Postby cd on Sun 1/Jun/08 3:15am

shredder13 wrote:
cd wrote:
pb wrote:
cd wrote:
pb wrote:
Datsane wrote:
ReignMan wrote: yeah, i thought 1000mA was max for these puppies.
They have 3Watt LEDs now.

10W from a single emitter. :thumbsup:
http://www.acriche.com/en/product/prd/zpowerLEDp7.asp


.....yer I put a couple of those P7s together in a light last week ;)

my 13watt HID look dull by comparison

those P7 LEDs rule :exclaim:


What optics are you using? Am I correct in thinking the emitter of the P7 is of larger diameter to the P4?
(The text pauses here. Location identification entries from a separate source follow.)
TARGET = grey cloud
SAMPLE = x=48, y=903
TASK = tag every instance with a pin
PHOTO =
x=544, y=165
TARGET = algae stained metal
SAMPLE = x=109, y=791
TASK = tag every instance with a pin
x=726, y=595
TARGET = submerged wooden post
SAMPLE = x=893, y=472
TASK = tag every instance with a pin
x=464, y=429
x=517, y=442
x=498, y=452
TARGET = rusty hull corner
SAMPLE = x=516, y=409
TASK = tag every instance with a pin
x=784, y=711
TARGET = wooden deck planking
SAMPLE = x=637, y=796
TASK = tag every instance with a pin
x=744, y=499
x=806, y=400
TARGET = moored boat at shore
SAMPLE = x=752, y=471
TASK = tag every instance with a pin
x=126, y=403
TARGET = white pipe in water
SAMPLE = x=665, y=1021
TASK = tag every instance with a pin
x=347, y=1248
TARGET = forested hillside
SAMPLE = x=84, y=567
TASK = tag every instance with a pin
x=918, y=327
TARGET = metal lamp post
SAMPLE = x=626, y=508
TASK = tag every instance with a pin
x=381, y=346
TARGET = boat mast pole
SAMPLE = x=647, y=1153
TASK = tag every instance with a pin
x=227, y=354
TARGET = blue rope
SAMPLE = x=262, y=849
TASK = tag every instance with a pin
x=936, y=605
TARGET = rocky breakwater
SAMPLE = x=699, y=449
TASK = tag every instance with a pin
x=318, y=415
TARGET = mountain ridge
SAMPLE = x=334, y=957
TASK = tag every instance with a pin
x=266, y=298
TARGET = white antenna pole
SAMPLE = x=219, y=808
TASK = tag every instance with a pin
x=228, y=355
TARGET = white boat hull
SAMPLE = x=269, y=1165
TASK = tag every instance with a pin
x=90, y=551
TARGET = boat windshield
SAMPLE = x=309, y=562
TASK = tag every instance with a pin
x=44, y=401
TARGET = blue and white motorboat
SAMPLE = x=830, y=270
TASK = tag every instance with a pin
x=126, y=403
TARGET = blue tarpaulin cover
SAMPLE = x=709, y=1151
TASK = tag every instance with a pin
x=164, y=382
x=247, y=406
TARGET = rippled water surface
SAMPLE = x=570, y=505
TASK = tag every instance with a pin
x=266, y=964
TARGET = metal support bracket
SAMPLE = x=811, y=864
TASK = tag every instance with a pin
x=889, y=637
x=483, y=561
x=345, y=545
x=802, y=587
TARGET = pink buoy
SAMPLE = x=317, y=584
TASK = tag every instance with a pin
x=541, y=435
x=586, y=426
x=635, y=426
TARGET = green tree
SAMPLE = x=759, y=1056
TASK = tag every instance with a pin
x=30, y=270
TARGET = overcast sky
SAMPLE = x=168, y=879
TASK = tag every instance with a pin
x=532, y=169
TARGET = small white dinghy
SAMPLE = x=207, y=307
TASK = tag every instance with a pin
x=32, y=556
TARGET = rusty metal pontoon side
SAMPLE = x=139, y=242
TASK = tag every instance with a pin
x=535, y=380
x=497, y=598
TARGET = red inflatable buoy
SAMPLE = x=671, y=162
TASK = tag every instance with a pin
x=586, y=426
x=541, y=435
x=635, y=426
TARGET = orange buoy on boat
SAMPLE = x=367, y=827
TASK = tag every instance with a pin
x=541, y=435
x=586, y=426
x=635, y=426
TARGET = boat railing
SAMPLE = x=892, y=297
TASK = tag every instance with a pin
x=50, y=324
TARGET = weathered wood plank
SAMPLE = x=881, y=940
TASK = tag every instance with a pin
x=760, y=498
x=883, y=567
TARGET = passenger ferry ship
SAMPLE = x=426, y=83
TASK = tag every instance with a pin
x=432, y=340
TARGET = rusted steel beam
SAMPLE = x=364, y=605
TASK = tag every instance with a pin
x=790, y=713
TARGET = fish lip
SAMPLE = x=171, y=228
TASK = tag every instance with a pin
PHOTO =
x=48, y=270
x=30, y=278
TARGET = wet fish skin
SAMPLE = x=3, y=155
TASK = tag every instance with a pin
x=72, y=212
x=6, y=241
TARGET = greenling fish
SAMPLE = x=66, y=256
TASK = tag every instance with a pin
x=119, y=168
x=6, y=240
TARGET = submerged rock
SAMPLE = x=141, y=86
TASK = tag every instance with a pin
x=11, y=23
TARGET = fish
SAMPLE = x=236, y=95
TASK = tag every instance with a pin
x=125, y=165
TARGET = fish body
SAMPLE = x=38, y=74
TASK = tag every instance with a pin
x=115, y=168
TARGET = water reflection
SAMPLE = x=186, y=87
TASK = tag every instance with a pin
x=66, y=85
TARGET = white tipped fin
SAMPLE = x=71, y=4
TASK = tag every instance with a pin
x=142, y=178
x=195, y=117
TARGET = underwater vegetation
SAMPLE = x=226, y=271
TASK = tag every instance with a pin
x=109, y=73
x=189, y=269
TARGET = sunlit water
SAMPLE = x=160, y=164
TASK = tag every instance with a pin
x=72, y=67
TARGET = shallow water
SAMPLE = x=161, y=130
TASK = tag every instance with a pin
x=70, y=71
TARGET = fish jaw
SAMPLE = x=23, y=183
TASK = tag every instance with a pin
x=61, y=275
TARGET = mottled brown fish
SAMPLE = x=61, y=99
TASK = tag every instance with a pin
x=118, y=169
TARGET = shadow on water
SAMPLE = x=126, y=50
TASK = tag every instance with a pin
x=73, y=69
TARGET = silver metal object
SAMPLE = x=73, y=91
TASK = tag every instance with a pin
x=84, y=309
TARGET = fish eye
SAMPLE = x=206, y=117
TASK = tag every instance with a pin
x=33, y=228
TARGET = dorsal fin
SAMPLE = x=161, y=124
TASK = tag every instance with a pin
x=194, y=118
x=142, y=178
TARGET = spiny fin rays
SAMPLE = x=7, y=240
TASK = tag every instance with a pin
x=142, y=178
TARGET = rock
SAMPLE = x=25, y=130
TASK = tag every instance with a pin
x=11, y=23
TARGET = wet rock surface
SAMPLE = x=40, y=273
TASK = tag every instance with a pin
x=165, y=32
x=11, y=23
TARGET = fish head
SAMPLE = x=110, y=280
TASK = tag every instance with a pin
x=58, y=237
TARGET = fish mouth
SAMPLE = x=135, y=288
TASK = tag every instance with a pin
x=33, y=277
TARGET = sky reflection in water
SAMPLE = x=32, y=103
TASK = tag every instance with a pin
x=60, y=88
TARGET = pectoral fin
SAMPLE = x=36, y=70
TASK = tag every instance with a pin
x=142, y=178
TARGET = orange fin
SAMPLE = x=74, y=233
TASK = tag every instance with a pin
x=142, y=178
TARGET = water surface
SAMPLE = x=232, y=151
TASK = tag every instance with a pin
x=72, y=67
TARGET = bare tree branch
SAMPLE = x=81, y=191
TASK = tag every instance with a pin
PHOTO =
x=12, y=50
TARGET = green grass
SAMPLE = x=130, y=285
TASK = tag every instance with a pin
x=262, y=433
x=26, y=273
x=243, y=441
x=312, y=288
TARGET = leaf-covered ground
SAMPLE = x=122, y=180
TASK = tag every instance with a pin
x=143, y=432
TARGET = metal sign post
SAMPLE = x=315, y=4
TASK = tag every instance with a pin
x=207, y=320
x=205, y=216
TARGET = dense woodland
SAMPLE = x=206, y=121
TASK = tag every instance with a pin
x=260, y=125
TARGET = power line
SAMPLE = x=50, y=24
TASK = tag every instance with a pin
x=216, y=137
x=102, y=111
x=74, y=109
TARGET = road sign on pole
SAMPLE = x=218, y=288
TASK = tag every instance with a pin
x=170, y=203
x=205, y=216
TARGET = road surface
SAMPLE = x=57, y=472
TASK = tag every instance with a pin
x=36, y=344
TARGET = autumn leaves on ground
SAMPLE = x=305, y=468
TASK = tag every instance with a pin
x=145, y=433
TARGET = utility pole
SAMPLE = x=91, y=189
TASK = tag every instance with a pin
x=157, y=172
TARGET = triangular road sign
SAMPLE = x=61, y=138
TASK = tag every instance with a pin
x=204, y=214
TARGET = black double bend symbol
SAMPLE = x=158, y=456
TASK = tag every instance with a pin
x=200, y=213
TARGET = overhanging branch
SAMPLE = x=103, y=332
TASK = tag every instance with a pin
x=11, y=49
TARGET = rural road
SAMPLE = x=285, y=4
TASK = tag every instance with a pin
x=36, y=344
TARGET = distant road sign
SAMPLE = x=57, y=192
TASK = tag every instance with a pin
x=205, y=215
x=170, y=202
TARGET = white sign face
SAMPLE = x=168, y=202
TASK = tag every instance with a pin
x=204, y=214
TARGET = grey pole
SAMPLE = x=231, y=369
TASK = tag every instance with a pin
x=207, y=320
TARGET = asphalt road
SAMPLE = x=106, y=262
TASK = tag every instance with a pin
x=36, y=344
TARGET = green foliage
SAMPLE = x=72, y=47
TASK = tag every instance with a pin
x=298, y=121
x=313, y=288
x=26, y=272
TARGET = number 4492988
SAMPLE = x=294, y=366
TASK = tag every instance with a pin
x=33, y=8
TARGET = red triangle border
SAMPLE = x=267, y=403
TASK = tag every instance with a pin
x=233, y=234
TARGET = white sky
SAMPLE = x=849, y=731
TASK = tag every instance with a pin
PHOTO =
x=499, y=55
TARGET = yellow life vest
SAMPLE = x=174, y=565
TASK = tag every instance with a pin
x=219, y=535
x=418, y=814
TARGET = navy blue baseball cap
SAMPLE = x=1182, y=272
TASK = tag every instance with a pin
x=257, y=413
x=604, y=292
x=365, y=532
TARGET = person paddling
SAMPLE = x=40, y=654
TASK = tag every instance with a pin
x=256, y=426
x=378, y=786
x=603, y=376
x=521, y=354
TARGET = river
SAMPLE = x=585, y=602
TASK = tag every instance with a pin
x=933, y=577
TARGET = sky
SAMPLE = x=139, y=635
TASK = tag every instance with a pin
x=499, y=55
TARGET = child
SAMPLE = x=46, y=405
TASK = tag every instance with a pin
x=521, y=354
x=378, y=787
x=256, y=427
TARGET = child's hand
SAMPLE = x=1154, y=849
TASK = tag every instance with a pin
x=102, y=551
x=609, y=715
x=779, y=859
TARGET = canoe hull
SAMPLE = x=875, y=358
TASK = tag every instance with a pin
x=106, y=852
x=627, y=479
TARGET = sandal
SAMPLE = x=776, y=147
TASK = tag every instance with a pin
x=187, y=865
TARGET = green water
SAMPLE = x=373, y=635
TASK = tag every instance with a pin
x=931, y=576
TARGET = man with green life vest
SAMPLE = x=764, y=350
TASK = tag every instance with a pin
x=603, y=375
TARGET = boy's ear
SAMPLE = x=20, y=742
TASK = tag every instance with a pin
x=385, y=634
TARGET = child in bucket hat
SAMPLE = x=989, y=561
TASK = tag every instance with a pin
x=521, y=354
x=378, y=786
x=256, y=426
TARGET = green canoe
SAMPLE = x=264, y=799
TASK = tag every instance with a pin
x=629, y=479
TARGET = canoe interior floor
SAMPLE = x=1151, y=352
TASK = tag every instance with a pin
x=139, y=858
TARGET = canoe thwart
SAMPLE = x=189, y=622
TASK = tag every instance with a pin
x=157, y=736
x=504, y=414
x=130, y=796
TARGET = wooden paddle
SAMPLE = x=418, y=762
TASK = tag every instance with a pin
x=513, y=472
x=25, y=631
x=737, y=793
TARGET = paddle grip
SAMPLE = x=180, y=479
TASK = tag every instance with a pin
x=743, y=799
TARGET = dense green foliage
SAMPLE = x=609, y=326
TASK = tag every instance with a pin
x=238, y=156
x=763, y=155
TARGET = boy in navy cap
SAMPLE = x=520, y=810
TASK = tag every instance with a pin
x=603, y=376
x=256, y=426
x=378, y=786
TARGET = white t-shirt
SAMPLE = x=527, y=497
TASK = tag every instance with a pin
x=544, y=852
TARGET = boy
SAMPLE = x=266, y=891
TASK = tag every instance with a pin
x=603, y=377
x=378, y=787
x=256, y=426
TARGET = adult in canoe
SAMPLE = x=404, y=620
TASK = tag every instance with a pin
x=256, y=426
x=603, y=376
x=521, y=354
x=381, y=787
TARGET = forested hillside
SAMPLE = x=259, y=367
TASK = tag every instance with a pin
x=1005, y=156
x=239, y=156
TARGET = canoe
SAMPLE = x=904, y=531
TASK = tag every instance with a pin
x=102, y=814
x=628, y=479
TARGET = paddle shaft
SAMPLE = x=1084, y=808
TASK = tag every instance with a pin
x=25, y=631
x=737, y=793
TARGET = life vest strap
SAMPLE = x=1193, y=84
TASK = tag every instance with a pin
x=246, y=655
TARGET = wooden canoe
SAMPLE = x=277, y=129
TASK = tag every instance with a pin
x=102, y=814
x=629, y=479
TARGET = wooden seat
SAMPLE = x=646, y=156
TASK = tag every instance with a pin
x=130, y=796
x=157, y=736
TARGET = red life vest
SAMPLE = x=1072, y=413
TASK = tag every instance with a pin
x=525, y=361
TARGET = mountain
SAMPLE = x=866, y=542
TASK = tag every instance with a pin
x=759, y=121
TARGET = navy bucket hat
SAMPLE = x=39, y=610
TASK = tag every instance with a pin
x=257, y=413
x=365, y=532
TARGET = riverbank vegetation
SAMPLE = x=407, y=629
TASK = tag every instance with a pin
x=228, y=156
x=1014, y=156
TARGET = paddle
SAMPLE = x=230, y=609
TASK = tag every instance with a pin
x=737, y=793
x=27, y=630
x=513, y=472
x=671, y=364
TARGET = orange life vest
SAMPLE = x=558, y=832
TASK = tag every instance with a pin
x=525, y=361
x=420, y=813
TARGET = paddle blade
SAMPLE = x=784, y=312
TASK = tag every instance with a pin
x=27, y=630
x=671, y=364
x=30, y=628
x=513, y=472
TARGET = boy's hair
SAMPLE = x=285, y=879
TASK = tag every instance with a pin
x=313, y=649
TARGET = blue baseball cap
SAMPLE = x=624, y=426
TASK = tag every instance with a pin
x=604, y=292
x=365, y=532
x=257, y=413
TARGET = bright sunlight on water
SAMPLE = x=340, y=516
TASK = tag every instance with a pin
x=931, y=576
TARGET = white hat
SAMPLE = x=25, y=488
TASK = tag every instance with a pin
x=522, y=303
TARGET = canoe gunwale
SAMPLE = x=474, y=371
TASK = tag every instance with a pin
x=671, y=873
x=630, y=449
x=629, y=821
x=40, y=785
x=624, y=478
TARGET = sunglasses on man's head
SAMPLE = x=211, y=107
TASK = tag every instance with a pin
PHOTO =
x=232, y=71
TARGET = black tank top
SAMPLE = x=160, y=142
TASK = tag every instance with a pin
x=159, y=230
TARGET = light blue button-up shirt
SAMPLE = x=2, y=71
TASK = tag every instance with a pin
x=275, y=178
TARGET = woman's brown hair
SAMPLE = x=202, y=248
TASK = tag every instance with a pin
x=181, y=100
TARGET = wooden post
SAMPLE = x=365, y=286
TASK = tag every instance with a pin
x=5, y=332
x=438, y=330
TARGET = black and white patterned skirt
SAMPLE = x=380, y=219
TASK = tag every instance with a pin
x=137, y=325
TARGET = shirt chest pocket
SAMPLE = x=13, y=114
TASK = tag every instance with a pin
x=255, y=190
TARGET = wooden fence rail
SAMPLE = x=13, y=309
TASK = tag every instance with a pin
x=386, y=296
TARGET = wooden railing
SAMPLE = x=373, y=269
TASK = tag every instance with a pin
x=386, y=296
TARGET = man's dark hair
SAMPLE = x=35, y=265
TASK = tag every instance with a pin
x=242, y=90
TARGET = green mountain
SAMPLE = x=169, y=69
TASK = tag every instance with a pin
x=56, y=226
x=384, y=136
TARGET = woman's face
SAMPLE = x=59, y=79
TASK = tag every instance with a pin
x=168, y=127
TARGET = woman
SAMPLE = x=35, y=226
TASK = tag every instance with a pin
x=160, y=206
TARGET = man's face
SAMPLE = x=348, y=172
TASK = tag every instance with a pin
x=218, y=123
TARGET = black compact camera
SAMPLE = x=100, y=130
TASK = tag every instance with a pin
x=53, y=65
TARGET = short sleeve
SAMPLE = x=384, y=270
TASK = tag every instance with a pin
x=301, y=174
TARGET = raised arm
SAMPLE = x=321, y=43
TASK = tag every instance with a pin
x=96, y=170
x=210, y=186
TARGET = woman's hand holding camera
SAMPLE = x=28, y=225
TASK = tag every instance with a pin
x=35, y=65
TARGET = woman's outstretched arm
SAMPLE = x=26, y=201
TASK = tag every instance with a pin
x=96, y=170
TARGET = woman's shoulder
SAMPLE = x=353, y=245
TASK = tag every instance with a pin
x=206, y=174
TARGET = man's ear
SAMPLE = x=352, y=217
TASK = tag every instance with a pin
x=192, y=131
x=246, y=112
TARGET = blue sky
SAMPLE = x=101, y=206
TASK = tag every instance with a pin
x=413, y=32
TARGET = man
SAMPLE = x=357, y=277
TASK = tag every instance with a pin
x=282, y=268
I used these reflectors http://www.dealextreme.com/details.dx/sku.4586,
mainly because I had some, they were easy to mount and I was keen t
o see them light up right now, ;)

when/if I get time I am keen to experiment with other reflector/optic options

and yes the P7 is a bigger emitter than the P4, I had to ream out the reflector to about 8.5mm and grind a bit of the back to get a good fit over the P7,
however the P7 and P4 star are the same size . :thumbsup:


What are you using to run them? Have you found any drivers to get them up to full noise?


At the moment I am using "direct drive" with Li-ion battery's and a two way switch switchable through a resister so I can take the top of freshly charged battery's and to give me an uphill and a road mode.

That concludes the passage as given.